'Bu yemekleri ailece pişirin'

Yediğim İçtiğim Sizin Olsun isimli yemek kitabını, "Çocuklarıma bıraktığım mutfak defterim" olarak tanımlayan Feyzan E. Top, "Her yemek bir anıdır. Benim kitabım bir aile kitabı. Bu kitabı aileler okusun; bu yemekleri ailece pişirsinler istiyorum" dedi.

YAYINLAMA
GÜNCELLEME

 

Didem ERYAR ÜNLÜ

İSTANBUL - "Bana asık suratlıysam, 'Hadi git yemek ye, öyle gel' derler. Yemek için yaşayanlardanım. Yemek yemeyi sevdiğim için, lezzetli yemek ne demek bilirim. Benim için her yemek, bir anı demek. Yemeğin psikolojisi olduğunu düşünüyorum. Yemek yapmanın, anne elinin mutfakta olmasının hayatımız için çok önemli olduğunu düşünüyorum. Ne yazık ki bugün birçok insan bunu kaçırıyor. Hepimiz büyürken annemizin yemeklerini yedik.

Hiçbir şey anne elinden çıkmış bir yemeğin yerini tutmaz" diyor Yediğim İçtiğim Sizin Olsun isimli yemek kitabının yazarı Feyzan Ersinan Top.

Aile hayatından gitgide uzaklaştığımızı söyleyen Ersinan Top, "Benim kitabım bir aile kitabı. Bu kitabı aileler okusun; bu yemekleri ailece pişirsinler istiyorum" diyor.

Dünya Gazetesi yazarı, Dünya Kitap ve Dünya Ehlikeyf dergilerinin Yazı İşleri Müdürü Feyzan Ersinan Top, "Çocuklarımıza bıraktığım mutfak defterim" olarak tanımladığı Yediğim İçtiğim Sizin Olsun'un hazırlanış sürecinin yanı sıra, yemek yapmanın ve yemenin kendisi ve ailesi için ne anlama geldiğini de bizimle paylaştı. İşte Feyzan Ersinan Top'tan yemek olduğu kadar, mutluluk anlamına da gelen reçetelerin sırrı:

Anne elinin mutfakta olması çok önemli Yemek yapmak, anne elinin mutfakta olması bence çok önemli ve ne yazık ki bugün birçok insanın bunu kaçırıyor. Hepimiz büyürken annemizin yemeklerini yedik. Hiçbir şey anne elinden çıkmış bir yemeğin yerini tutmaz. Benim aklımda her zaman yemek kitabı yazma düşüncesi vardı. Çocuklara bırakacak bir kitap yazmak istiyordum. 8 Ocak'da çalışmaya başladık. Kitabın tamamlanması 3 ay sürdü.

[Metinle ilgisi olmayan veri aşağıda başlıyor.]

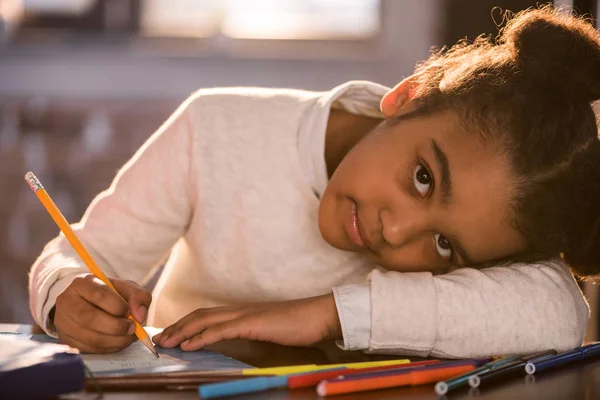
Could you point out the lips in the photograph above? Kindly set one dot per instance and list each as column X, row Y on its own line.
column 354, row 231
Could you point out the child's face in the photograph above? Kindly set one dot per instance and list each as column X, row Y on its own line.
column 388, row 198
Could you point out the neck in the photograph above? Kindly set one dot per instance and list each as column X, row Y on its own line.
column 344, row 131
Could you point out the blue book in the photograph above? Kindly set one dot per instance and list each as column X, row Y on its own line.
column 34, row 370
column 137, row 360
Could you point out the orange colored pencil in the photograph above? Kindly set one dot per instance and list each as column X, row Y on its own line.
column 329, row 388
column 85, row 255
column 312, row 379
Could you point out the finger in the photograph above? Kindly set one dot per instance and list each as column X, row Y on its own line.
column 101, row 296
column 86, row 314
column 235, row 329
column 138, row 298
column 194, row 323
column 94, row 341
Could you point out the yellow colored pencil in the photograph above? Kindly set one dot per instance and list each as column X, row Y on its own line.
column 85, row 255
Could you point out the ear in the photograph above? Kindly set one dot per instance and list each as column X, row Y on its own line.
column 397, row 97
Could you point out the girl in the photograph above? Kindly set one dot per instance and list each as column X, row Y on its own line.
column 292, row 217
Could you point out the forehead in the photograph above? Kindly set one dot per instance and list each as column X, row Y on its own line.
column 479, row 210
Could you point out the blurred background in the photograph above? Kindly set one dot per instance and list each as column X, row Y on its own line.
column 84, row 82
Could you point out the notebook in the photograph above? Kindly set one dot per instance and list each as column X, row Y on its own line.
column 137, row 359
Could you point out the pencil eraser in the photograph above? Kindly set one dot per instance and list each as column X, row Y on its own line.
column 33, row 181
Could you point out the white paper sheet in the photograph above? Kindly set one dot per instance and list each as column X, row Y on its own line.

Rafet İnce, İnci Özgöz, Hande Göksan ile birlikte çalıştık. Ağaoğlu'nun şefi Rafet İnce hep aklımdaydı. İnci Özgöz ve Hande Göksan'ı Lezzet Dergisi'ndeki çalışmalarından takip ediyordum. Birbirinden farklı insanlar olsak da, bu süreçte çok iyi anlaştık Herkesin kendine ait bir programı vardı. Herkesin programına uyması açısından geceleri çalıştık. Akşam 22:00'da buluşuyorduk, sabah 02:00'a kadar çalışıyorduk. Yemeğin pişirilmesi, fotoğrafın çekilmesi, hangi tabağa hangi yemeğin koyulacağı gibi çok sayıda detay var. Kitabın görsel yönetmenliğini Murat Kaspar üstlendi ve son derece organize bir çalışma ile kitabı gerçekleştirdik.

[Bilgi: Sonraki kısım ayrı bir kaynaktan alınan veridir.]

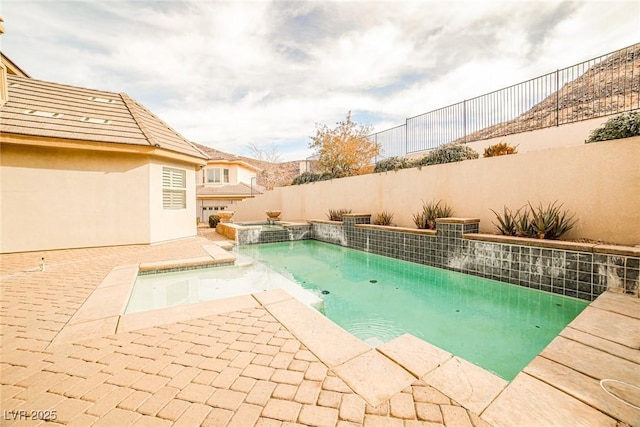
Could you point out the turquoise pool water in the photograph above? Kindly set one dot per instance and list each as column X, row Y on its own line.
column 498, row 326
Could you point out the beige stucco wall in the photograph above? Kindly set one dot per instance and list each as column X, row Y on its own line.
column 600, row 182
column 54, row 198
column 169, row 224
column 237, row 174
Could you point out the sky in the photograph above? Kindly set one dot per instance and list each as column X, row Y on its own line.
column 231, row 74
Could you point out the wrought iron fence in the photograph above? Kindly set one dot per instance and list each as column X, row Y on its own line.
column 608, row 84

Bir dahaki sefere gördüklerimi anlatırım

Benim için her yemek, bir anı demek. Mesleğimiz gereği politikacı, sinemacı gibi çok kişiyi evimde ağırladım; onlara yemek pişirdim; onların evinde yemek yedim. Her yemek ortamı, sohbetli bir anı oluyor. En yakın arkadaşımın annesinin vefat ettiği güne ait unutulmaz bir an var hayatımda. Musevi adetlerine göre Sinagog'da sırayla yemekler geçiyor. Önce ekmek, sonra zeytin geldi.

Zeytini çok severim. Ama o gün yaşadığım üzüntüden, zeytin boğazımdan geçmedi. Örneğin kitapta mini içli köfte tarifine yer verdik. Benim içli köfteye dair çok üzücü bir anım var. Gazeteden arkadaşımız Levent Ece'nin eşi Özlem Ece'nin annesi çok güzel içli köfte yapar. Bir süre önce oğlunu şehit verdi. Artık içli köfte bu çok üzücü anıyı çağrıştırıyor benim için. Dolayısıyla yemeğin psikolojisi olduğunu düşünüyorum. Farklı yemeklere dair farklı hikayeleri paylaşacaktım kitapta, fakat daha sonra vazgeçtim. Hikayeler çok uzun olmaya; yemek tarifleri kısa kalmaya başladı. Sonuçta dedim ki, bu sefer 'Yediğim İçtiğim Sizin Olsun', bir dahakine gördüklerimi anlatırım.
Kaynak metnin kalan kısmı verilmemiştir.